Le polveri sottili nelle città inquinate

Le polveri sono nel bene o nel male l’espressione del benessere di un popolo all'interno delle città inquinate: traducono in tonnellate gli scarichi industriali, quelli veicolari, il riscaldamento, il trattamento e lo smaltimento dei rifiuti ma anche la produzione dell’energia e lo sviluppo degli allevamenti. Ogni area sviluppata provoca un considerevole aumento di PM10 che sono direttamente collegate alle malattie polmonari e cardiovascolari. Paradossalmente le aree più sviluppate portano con sé un carico che è quasi impossibile da smaltire e che diventa un costo sociale gigantesco. L’ultimo rapporto sulla qualità dell’aria dell’AEA, l’agenzia europea dell’ambiente, è del 2016 e sostiene che le morti premature legate a un’esposizione prolungata alle polveri sottili di tipo 2,5 (le più pericolose) sono state 412mila, di cui 374mila nei Paesi dell’Unione europea. È facile ipotizzare che in attesa di un aggiornamento dei dati la situazione non sia assolutamente migliorata.

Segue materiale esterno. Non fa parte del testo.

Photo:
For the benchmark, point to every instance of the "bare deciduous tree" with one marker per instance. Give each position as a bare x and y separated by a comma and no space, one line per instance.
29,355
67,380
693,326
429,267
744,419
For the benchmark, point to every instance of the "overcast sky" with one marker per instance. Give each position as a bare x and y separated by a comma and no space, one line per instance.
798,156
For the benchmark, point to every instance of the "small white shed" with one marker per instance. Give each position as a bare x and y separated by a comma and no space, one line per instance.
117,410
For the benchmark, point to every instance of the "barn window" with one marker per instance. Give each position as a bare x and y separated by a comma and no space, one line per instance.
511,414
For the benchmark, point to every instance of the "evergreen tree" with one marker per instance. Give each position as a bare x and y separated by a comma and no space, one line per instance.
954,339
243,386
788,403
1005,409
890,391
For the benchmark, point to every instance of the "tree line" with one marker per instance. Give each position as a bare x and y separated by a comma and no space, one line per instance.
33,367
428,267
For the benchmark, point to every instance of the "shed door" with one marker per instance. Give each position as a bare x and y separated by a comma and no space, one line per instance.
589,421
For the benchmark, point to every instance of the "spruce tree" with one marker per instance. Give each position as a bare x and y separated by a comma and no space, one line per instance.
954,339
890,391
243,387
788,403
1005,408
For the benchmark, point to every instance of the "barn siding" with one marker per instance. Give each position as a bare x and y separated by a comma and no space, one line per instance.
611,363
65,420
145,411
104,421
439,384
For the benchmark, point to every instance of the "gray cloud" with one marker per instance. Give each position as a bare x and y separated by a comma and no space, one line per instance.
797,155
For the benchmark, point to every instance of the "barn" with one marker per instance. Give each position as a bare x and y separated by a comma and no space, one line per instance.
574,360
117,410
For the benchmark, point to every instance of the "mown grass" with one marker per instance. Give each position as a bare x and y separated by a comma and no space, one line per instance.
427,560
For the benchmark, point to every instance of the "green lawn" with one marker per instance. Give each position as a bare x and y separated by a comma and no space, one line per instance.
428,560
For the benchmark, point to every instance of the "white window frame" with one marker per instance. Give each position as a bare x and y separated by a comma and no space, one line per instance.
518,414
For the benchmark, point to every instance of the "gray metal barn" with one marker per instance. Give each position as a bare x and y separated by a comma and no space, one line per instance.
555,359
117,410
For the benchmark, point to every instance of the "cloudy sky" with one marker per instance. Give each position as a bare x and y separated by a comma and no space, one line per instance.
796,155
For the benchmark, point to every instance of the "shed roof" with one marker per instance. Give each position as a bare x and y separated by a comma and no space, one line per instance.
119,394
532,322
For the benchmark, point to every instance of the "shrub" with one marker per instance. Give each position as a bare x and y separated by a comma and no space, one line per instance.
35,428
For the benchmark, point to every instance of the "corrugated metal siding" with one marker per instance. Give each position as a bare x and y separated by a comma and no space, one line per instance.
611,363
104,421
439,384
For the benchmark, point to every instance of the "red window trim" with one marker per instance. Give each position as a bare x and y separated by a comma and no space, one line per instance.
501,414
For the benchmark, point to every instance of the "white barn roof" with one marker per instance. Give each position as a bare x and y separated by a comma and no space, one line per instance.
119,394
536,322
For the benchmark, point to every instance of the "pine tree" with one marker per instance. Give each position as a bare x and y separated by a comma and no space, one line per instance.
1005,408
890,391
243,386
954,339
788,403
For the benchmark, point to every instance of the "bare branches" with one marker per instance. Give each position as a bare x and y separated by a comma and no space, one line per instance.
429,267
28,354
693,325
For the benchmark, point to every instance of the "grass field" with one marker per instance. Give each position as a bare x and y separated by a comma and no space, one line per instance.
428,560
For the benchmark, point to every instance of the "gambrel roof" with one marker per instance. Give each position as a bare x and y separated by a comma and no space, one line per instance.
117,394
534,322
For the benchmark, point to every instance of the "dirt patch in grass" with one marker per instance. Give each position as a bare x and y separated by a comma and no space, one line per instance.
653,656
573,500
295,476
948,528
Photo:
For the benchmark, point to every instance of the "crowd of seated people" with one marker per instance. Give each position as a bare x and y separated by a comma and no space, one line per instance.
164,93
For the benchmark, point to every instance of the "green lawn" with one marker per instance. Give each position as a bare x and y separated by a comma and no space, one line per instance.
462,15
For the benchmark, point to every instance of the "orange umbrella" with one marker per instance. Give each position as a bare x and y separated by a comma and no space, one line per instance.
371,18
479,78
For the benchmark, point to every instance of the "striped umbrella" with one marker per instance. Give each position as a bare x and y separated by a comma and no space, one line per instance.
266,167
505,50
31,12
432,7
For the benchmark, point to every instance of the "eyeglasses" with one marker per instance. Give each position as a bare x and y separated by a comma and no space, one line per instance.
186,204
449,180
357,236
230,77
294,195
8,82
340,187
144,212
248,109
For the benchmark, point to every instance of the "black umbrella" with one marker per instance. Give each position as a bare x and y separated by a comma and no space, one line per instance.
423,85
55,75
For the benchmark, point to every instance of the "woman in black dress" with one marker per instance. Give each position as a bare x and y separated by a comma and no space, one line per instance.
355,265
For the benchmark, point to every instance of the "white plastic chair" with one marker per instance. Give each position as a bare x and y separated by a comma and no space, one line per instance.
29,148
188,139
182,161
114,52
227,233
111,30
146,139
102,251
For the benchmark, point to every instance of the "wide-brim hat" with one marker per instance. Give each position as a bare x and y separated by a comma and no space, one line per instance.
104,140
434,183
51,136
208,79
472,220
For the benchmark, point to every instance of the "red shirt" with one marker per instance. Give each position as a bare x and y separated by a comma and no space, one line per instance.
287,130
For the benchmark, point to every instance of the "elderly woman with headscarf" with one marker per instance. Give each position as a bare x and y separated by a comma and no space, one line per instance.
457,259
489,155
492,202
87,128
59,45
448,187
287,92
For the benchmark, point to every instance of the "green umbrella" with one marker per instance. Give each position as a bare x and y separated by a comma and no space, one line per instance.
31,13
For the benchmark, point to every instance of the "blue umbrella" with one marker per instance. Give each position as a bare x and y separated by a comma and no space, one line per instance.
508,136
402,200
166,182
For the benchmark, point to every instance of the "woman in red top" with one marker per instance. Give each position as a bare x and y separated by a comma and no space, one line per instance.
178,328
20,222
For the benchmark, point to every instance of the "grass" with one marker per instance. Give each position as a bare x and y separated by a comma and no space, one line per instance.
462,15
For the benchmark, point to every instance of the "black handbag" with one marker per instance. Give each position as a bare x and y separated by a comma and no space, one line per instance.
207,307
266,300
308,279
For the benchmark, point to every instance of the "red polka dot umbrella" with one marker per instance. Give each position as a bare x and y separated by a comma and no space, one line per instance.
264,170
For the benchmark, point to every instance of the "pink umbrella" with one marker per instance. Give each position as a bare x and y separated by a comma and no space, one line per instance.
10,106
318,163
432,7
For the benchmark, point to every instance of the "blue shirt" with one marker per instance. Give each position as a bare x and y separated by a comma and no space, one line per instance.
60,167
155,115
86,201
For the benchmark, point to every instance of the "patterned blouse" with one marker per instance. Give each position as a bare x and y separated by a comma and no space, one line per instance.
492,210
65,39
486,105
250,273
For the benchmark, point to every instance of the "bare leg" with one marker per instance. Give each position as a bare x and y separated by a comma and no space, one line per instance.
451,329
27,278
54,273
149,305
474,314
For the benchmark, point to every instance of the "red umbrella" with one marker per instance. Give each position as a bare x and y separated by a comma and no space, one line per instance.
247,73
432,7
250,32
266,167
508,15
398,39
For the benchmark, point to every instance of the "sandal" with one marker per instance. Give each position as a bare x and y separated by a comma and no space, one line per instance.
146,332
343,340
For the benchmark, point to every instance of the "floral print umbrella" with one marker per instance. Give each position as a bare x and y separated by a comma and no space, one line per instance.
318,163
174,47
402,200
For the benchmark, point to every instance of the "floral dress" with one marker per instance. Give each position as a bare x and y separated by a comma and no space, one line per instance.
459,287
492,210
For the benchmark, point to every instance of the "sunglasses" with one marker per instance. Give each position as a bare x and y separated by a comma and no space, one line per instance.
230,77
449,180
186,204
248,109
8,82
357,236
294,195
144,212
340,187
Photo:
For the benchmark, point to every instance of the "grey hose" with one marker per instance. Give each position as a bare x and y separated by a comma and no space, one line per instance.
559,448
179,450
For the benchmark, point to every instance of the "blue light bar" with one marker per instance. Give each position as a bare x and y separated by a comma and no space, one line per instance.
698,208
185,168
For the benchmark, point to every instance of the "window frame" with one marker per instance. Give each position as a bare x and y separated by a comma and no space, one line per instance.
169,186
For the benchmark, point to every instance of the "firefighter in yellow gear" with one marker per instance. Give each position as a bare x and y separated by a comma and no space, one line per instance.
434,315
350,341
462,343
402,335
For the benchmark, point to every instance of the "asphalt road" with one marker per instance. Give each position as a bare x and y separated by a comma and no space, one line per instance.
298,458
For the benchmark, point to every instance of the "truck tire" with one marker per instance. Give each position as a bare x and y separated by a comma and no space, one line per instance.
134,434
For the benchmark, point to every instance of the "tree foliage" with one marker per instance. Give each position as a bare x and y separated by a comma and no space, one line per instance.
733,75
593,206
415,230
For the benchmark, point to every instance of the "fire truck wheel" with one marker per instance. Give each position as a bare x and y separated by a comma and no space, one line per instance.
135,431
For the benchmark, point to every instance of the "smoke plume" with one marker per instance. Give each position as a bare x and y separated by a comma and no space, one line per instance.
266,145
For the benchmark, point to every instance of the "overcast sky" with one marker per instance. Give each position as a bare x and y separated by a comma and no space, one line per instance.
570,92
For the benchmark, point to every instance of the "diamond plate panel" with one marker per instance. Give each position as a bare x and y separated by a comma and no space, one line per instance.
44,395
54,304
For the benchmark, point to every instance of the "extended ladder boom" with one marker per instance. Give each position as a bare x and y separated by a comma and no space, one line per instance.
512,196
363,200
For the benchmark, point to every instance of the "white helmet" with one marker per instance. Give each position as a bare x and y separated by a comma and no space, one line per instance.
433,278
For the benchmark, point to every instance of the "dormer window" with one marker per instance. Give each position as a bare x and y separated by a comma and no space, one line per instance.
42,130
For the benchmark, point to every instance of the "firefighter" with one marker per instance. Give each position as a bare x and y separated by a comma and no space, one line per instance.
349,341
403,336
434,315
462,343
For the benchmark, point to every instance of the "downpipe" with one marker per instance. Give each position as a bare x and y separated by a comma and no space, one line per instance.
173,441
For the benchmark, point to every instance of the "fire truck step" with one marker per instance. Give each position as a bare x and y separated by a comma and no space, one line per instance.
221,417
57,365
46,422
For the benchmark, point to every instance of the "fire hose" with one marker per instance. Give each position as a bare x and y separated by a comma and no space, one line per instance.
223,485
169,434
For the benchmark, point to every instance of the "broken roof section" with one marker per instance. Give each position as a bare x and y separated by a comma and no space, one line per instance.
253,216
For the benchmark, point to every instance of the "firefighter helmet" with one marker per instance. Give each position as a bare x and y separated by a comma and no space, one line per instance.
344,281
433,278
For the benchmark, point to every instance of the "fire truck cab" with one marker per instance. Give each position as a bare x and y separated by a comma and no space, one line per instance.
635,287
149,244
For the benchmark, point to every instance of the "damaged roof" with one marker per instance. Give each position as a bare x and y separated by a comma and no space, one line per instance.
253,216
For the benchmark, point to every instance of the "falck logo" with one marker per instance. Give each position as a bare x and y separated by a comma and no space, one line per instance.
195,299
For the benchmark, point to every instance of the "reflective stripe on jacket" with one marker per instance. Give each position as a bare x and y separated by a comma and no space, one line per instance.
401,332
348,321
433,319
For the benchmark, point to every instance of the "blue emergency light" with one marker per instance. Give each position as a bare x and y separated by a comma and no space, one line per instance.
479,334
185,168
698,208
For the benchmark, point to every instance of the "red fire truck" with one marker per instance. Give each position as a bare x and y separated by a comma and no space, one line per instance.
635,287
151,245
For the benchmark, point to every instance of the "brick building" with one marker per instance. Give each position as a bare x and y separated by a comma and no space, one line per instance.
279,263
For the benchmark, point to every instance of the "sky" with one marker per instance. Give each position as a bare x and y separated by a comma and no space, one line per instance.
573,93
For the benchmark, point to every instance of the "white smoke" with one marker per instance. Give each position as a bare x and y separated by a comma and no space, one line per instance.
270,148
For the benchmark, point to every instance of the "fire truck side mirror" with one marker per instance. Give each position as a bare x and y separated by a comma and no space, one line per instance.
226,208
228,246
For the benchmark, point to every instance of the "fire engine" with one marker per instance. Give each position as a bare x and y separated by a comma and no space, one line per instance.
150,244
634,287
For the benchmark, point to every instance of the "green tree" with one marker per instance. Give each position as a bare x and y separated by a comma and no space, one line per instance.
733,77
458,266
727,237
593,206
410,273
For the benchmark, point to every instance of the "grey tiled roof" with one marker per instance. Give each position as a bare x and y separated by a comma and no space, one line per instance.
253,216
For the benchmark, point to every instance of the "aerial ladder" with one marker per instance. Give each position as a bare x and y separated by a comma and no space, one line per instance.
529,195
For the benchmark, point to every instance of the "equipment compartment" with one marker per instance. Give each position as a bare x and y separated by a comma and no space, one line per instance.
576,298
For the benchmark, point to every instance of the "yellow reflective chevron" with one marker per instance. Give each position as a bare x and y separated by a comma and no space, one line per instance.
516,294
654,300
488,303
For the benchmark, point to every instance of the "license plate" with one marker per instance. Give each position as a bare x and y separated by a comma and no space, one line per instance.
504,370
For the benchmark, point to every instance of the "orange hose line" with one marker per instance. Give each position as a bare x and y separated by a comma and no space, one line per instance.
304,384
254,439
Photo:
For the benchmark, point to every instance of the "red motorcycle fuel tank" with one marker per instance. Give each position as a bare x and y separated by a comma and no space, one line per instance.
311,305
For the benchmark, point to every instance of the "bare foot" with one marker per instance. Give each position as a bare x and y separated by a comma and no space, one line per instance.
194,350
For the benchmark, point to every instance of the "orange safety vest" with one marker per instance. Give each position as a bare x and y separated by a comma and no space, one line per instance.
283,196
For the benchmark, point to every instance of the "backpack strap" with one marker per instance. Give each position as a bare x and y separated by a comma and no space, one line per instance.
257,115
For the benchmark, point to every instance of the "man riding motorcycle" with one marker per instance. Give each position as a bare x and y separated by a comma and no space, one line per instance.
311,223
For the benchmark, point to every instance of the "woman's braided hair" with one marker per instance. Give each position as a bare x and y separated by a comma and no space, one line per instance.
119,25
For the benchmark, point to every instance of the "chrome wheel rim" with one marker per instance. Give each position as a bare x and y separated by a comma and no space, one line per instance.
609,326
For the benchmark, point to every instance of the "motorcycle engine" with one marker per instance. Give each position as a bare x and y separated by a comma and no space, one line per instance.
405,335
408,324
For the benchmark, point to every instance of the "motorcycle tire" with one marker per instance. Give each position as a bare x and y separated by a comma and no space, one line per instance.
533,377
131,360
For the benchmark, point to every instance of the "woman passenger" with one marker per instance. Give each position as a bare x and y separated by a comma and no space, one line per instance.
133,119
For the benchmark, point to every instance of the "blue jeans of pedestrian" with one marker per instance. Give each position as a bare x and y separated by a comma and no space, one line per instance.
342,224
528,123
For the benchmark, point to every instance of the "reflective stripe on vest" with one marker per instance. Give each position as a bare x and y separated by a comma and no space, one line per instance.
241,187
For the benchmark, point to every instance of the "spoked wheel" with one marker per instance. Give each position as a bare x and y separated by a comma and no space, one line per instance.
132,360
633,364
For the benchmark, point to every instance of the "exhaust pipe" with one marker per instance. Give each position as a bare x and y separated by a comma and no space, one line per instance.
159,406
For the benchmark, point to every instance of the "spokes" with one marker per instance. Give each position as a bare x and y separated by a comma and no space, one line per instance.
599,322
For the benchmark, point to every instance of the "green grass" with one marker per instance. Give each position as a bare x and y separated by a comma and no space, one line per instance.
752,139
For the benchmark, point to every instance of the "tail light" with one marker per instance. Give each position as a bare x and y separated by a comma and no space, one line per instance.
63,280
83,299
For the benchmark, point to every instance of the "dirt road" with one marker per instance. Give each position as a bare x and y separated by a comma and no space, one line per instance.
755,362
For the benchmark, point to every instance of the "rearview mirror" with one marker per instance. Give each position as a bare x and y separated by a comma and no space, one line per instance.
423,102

La lotta, spesso inutile, contro le PM10

Ecco perché per far fronte a una situazione sempre più preoccupante e a tratti fuori controllo, l’Unione Europea ha deciso di intensificare i provvedimenti per il controllo della qualità dell’aria. È un meccanismo che in Italia ormai conosciamo: nel momento in cui le PM10 sforano determinati livelli, si corre ai ripari limitando le ore di riscaldamento o il traffico. Ma si tratta quasi sempre di palliativi che non sono destinati a migliorare la situazione in modo significativo. Stanno aumentando le domeniche ecologiche, le limitazioni sul traffico nelle grandi città mentre anche le imprese hanno deciso di investire in modo significativo per produrre in modo più ecosostenibile.

Nascono le collaborazioni tra le aziende per abbattere le polveri sottili

Pochi giorni fa, ad esempio l’azienda farmaceutica Novartis e la multinazionale energetica Enel hanno firmato una lettera di intenti con cui si impegnano a collaborare per la tutela dell’ambiente e contro l’inquinamento atmosferico. Verrà creata una piattaforma condivisa aperta anche ad altri operatori per individuare nuove strategie per il miglioramento della qualità dell’aria.

Il fatto che un’azienda che produce energia e una grande industria che vende farmaci collaborino è significativo: si tratta pur sempre di dare risposte concrete salvaguardando la salute pubblica. “Novartis, che dovrebbe portare soluzioni per pazienti che hanno patologie respiratorie legate all’inquinamento – ha spiegato l’amministratore delegato dell’azienda Pasquale Frega – deve farsi carico della soluzione del problema anche a monte, che è l’inquinamento. Le sfide epocali del nostro tempo, su tutte il cambiamento climatico e i mutamenti demografici, impongono un cambiamento nei nostri stili di vita e nel nostro modello di sviluppo. Con Enel abbiamo storia e competenze diverse, ma siamo entrambi attori della sostenibilità perché dobbiamo preservare l’ecosistema nel quale lavorare”.